Sunday, February 3, 2013

Five Sentence Fiction Challenge - Delicate

This week's writing challenge from Five Sentence Fiction ( Lillie McFerrin Writes ) is based upon the prompt "delicate."

I was having quite a difficult time with this prompt - absolutely nothing came to mind. Then I remembered a poem I had written some years back that I believed to contain the word "delicate." I searched through my archive and found it, checking the verse to see if my memory was correct. The poem originally came about after a discussion with a young lady about forgetting birthdays and such. I had to make a few small changes to accommodate the five-sentence rule, but it is largely unchanged.

This is only my second poem for this blog, the first being a short one in my very first post and my first for the Five Sentence Fiction challenges. Sadly, it's the sort of thing that might completely destroy the reputation I was attempting to build as an evil-minded writer of horror.

When She Awakes

She will be angry when she awakes
For I have forgotten again
Some time or place of importance.

I cannot recall when we first met,
Whether day or night
Or of what season
I do not know,
But I remember the look in her eyes.

I cannot name the place where I first took her hand,
For with that one act 
My world became the delicate fingers
Within my nervous grasp,
But I remember the warmth of her touch.

I cannot say how we first kissed,
Having dreamed that kiss a thousand times
Before our lips ever met
And know not which are real,
But I remember the softness of her face.

She will be angry when she awakes
For I will only be able to smile
And she will wonder why.

                                          K. R. Smith

© 2012-2013 K. R. Smith All rights reserved


  1. This is beautiful, brimming with sentiment, romance and the important memories; I feel her anger won't last long once she realises. And it's good to write different genres;I'm sure your evil mind will get a chance to work its magic on another prompt. But you should be proud of this one. x

  2. Such a beautiful poem, full of the important memories. I love how you used delicate; she is his being. I'm sure you'll have a chance for an evil minded horror plot very soon but until then, be proud of this. x

    1. Thank you for both comments! (You can delete one if you wish - or not - I don't mind!)

      I do about a 50-50 mix of free verse vs. rhyming, but many of the rhyming poems are narrative / ballads - definitely out of favor and many are rather dark. I was fortunate to have this old poem sitting in the archive because I was drawing a real blank this week!

  3. I thought I left a comment here, if this is a duplicate I'll delete one later.

    Quite poignant.
    It took me three reads before it hit me-the intriguing manner in which you combined the love of two senior citizens and the disease known as Alzheimer's. You've succeed in painting a picture in which the male has a lucid moment and realizes he has the disease and can no longer remember the things yu;ve mentioned. He's frustrated and frets his wife of these many years will be angry at him for not remembering, as well as his ianability to communicate the reason he's currently smiling at her,

    Would love to hear your comment about my endeavor for this same prompt.

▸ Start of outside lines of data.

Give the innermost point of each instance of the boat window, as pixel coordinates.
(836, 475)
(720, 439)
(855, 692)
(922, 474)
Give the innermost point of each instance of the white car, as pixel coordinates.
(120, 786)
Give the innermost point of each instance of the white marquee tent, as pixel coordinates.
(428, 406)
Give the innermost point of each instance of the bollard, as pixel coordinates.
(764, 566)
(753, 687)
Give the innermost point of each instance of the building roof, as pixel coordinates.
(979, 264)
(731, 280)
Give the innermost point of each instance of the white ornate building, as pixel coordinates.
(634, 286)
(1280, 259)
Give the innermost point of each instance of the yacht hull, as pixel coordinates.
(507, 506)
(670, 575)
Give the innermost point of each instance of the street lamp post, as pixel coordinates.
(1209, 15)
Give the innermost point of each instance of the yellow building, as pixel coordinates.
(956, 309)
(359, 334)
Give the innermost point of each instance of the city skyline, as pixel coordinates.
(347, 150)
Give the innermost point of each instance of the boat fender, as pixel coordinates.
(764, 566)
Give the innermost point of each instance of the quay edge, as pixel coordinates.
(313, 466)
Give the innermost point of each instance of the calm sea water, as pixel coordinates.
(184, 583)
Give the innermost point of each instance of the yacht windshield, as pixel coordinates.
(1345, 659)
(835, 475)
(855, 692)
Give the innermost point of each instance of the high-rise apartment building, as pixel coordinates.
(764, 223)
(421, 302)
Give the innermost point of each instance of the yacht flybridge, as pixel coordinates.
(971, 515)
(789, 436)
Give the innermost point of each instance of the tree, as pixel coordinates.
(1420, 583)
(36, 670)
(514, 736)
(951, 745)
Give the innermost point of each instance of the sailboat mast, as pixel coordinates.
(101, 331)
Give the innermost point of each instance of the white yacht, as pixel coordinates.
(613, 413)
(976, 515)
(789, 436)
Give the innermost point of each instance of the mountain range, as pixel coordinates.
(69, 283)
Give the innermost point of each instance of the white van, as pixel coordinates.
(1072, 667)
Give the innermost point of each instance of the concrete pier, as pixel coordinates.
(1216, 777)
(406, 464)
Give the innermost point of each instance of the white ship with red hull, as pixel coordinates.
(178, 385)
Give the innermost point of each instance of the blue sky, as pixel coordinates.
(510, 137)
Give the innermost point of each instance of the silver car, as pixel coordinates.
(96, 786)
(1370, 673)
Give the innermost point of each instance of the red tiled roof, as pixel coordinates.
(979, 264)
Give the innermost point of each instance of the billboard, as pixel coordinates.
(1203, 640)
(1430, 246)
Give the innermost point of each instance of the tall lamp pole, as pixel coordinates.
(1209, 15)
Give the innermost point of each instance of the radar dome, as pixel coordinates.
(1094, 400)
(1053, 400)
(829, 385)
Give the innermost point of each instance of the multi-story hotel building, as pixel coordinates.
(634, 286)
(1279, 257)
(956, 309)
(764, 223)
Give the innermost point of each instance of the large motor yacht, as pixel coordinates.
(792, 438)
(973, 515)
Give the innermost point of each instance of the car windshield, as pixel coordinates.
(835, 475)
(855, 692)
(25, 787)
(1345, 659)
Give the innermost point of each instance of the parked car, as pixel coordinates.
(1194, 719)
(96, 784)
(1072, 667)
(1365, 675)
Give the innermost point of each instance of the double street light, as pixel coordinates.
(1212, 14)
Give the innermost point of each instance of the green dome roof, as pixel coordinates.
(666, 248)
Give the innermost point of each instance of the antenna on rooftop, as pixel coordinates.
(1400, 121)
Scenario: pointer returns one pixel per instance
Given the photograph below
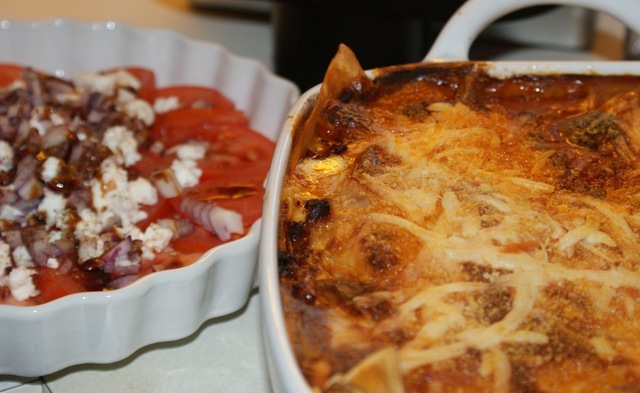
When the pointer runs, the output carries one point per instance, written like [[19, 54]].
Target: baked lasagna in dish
[[446, 230]]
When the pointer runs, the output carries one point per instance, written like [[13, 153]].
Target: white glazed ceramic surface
[[103, 327], [452, 44]]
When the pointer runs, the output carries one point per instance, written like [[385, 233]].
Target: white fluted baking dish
[[452, 45], [103, 327]]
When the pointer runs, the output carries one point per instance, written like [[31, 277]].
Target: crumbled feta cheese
[[142, 192], [123, 144], [53, 263], [166, 104], [113, 194], [57, 120], [5, 258], [6, 156], [21, 257], [190, 151], [54, 205], [157, 238], [125, 96], [187, 172], [140, 109], [106, 83], [154, 239], [54, 236], [17, 84], [87, 232], [10, 213], [36, 122], [50, 168], [21, 283]]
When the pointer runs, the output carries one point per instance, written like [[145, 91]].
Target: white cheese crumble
[[10, 213], [50, 168], [166, 104], [21, 283], [54, 206], [187, 172], [40, 126], [123, 144], [87, 232], [190, 151], [21, 257], [53, 263], [5, 259], [154, 239], [106, 83], [6, 156]]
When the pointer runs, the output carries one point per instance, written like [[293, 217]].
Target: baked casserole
[[445, 230]]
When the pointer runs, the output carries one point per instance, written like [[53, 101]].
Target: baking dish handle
[[455, 39]]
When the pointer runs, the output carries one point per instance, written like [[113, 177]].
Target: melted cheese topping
[[456, 241]]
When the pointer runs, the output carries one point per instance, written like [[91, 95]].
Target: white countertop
[[225, 354]]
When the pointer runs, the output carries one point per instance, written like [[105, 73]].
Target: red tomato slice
[[241, 150], [9, 73], [197, 242], [162, 209], [53, 285], [231, 192], [208, 124], [188, 95], [149, 162]]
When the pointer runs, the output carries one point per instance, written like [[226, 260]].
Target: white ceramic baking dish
[[452, 45], [103, 327]]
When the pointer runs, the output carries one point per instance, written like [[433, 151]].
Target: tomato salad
[[106, 177]]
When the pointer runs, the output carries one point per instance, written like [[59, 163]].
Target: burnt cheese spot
[[317, 209], [374, 160]]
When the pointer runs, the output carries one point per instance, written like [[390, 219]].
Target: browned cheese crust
[[443, 230]]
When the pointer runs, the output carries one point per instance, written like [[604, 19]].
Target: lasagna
[[445, 230]]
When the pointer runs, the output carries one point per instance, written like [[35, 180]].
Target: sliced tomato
[[9, 73], [147, 80], [197, 242], [231, 192], [205, 124], [188, 95], [150, 161], [53, 285], [239, 151], [162, 209]]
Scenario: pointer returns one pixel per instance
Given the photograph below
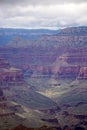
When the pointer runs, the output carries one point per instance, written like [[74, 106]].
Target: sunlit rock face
[[9, 74]]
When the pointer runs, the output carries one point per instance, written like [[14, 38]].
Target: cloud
[[39, 2], [42, 14]]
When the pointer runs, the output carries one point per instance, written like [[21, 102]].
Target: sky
[[50, 14]]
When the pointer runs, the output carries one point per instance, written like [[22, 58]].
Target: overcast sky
[[52, 14]]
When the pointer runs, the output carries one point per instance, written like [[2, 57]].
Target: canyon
[[44, 80]]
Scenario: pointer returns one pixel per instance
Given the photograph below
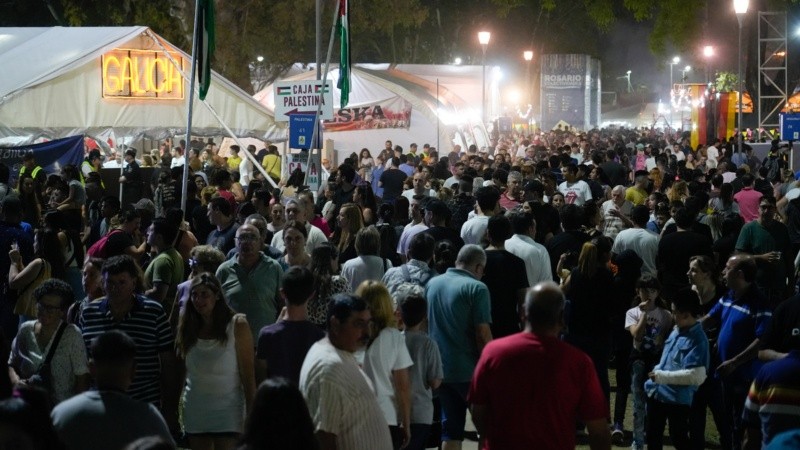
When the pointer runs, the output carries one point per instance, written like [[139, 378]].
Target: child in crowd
[[673, 382], [649, 322], [426, 373]]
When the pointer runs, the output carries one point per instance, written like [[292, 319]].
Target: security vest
[[91, 167], [22, 171]]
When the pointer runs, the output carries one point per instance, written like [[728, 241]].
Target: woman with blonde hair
[[590, 290], [387, 360], [294, 238], [678, 192], [216, 348], [350, 222]]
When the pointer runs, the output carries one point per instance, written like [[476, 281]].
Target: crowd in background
[[413, 286]]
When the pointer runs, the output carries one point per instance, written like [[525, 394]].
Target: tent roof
[[55, 90]]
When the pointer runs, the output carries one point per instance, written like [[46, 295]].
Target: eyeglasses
[[47, 309], [247, 238]]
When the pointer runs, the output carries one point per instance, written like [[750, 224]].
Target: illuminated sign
[[137, 74]]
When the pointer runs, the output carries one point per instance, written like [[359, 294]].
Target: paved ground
[[712, 437]]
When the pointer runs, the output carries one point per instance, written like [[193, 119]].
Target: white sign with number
[[303, 97]]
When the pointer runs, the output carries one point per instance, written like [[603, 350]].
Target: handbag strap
[[54, 345]]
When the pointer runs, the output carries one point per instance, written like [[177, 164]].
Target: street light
[[740, 7], [528, 55], [483, 39], [708, 53], [675, 60], [683, 72]]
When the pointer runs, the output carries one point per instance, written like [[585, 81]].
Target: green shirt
[[253, 292], [166, 268]]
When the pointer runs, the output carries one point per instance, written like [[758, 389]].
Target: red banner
[[390, 113]]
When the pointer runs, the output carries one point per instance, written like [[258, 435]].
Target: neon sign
[[142, 74]]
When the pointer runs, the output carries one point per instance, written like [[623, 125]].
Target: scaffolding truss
[[772, 72]]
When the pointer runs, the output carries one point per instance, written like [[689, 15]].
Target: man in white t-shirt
[[339, 395], [418, 187], [522, 245], [474, 229], [576, 192], [639, 239]]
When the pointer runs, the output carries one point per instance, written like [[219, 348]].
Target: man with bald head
[[251, 280], [616, 213], [529, 389]]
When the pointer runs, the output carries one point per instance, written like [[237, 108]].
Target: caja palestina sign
[[51, 156]]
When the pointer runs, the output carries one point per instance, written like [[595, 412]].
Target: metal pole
[[671, 107], [190, 99], [318, 26], [741, 86], [483, 87]]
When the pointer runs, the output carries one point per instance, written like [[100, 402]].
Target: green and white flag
[[205, 44], [344, 54]]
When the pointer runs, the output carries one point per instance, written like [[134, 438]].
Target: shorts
[[453, 397]]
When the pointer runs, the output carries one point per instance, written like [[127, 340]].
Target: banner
[[50, 155], [565, 82], [389, 113]]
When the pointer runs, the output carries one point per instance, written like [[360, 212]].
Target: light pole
[[628, 77], [483, 39], [740, 7], [528, 55], [683, 73], [675, 60], [708, 53]]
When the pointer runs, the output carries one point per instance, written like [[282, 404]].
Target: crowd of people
[[413, 288]]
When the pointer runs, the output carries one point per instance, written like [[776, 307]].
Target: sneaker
[[617, 434]]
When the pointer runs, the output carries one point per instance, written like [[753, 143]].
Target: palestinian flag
[[204, 44], [344, 53]]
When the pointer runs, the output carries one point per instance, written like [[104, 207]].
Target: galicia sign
[[302, 97]]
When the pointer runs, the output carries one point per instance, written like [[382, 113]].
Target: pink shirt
[[748, 200]]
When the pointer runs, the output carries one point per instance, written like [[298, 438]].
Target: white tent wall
[[64, 97]]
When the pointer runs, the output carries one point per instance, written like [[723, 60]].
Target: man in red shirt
[[529, 389], [748, 199]]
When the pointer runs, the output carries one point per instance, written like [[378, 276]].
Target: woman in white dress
[[69, 371], [386, 362], [366, 164], [216, 348]]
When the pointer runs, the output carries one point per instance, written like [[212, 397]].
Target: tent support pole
[[247, 154], [317, 121], [190, 101]]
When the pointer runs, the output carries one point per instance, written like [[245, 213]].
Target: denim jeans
[[734, 394], [709, 395], [658, 413], [639, 371]]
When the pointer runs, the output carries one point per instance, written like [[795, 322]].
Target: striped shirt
[[341, 399], [773, 404], [147, 325]]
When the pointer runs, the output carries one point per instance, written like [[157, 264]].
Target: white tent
[[439, 116], [52, 86]]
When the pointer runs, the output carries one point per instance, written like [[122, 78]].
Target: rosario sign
[[136, 74]]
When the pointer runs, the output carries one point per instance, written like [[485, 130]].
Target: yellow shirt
[[233, 162], [272, 164], [635, 196]]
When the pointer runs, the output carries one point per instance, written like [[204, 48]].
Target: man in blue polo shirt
[[742, 316], [459, 318]]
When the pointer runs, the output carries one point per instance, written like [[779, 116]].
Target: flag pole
[[317, 122], [190, 101]]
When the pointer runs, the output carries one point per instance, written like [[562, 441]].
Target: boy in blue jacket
[[673, 382]]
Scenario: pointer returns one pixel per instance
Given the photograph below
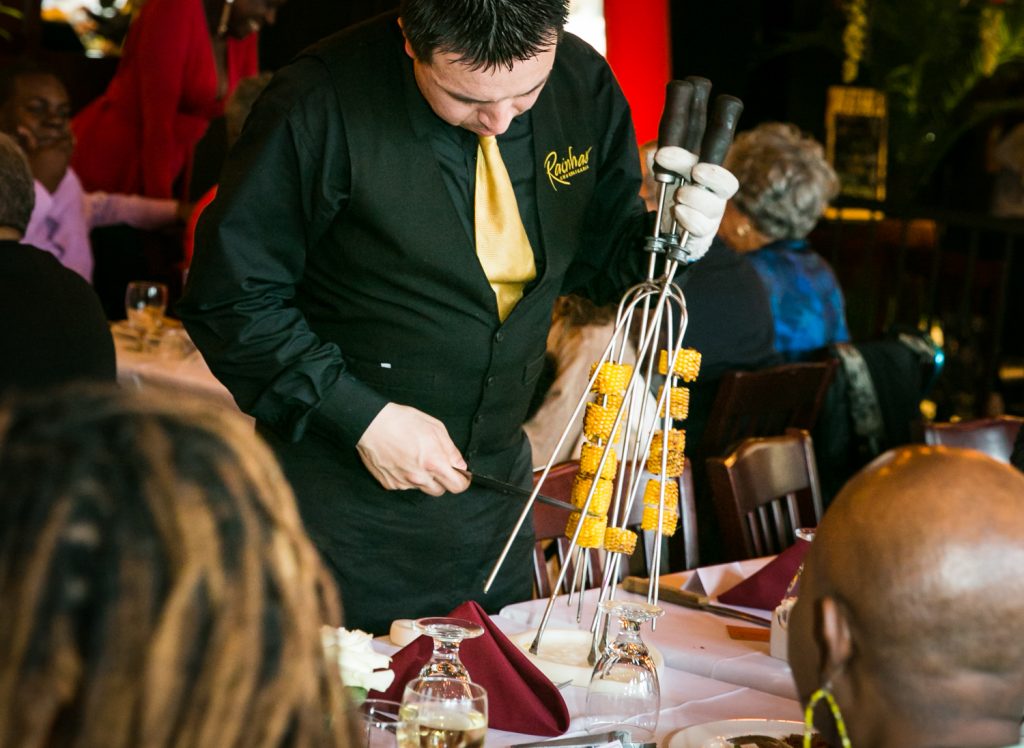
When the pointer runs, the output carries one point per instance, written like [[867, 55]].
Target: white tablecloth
[[686, 700], [690, 640], [141, 369]]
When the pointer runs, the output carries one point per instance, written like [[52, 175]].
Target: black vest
[[396, 283]]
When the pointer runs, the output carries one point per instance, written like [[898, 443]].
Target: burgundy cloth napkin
[[766, 588], [520, 698]]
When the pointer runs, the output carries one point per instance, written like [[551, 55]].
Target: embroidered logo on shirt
[[561, 170]]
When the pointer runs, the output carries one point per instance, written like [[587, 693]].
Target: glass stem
[[445, 652]]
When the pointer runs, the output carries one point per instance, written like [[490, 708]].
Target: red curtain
[[640, 54]]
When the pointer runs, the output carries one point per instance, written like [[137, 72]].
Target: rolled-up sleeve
[[285, 181]]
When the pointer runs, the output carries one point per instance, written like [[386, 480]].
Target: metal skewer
[[658, 301]]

    1. Senior citizens? Alzheimer's?


      Unless I have a touch of Alzheimer’s myself (always possible), I can assure you neither of these subjects were on my mind when I wrote this poem some years ago. Of course, that doesn't mean you can't interpret the story any way that seems to fit – that’s the reader’s prerogative.

      To me, it’s just a story about a man so completely taken by a woman that values the events with his love more than the specifics of what, when, and where. Unfortunately for him, she seems to feel if he can’t remember those things he doesn’t really care, which is obviously not the case. He also knows he won’t be able to explain that to her satisfaction, which is why all he’ll be able to do is give a bit of a smile.

      Since they do care for each other, I’m in hopes they work it out.

  4. I like this very much. As a poet, I also write free verse and rhyme, finding both important and valid. I hope you check out my book, "Weeds". I also lean towards dark. Well done, here.

    1. Thanks! I will check out your book. Using poetry for these challenges is a nice change - I'll have to give it another try when I get a suitable prompt.

  5. This is lovely and tender. It's a nice reminder that while you men feel things, remember things, value things differently from women, you do, nevertheless, feel, remember, and value things.

    1. Thanks! That really does describe the meaning of this poem perfectly.

  6. Gorgeously put and even evil minds can have soft moments!
    I saw it exactly as you husband doesn't recall the exact dates (and he's not a senior citizen or anything else!?), but he can recall the feelings, and I find that more important, so I hope she does too, when she wakes!

    1. Perhaps I do have my soft moments, but don't tell anyone!


  7. Loved it, brought tears to my eyes. And I wondered why she would be angry, but then I sometimes get angry at my husband for not showing how he feels enough, and frustrated that he struggles to show it, so maybe it reflects that for me. Really lovely. Thanks for sharing - next time you can get all evil!

    1. Thanks! I can feel the darkness welling up inside as we speak...

      I used to write more "romantic" poetry, but for some reason have drifted away from it. Perhaps it's time to revisit those ideas.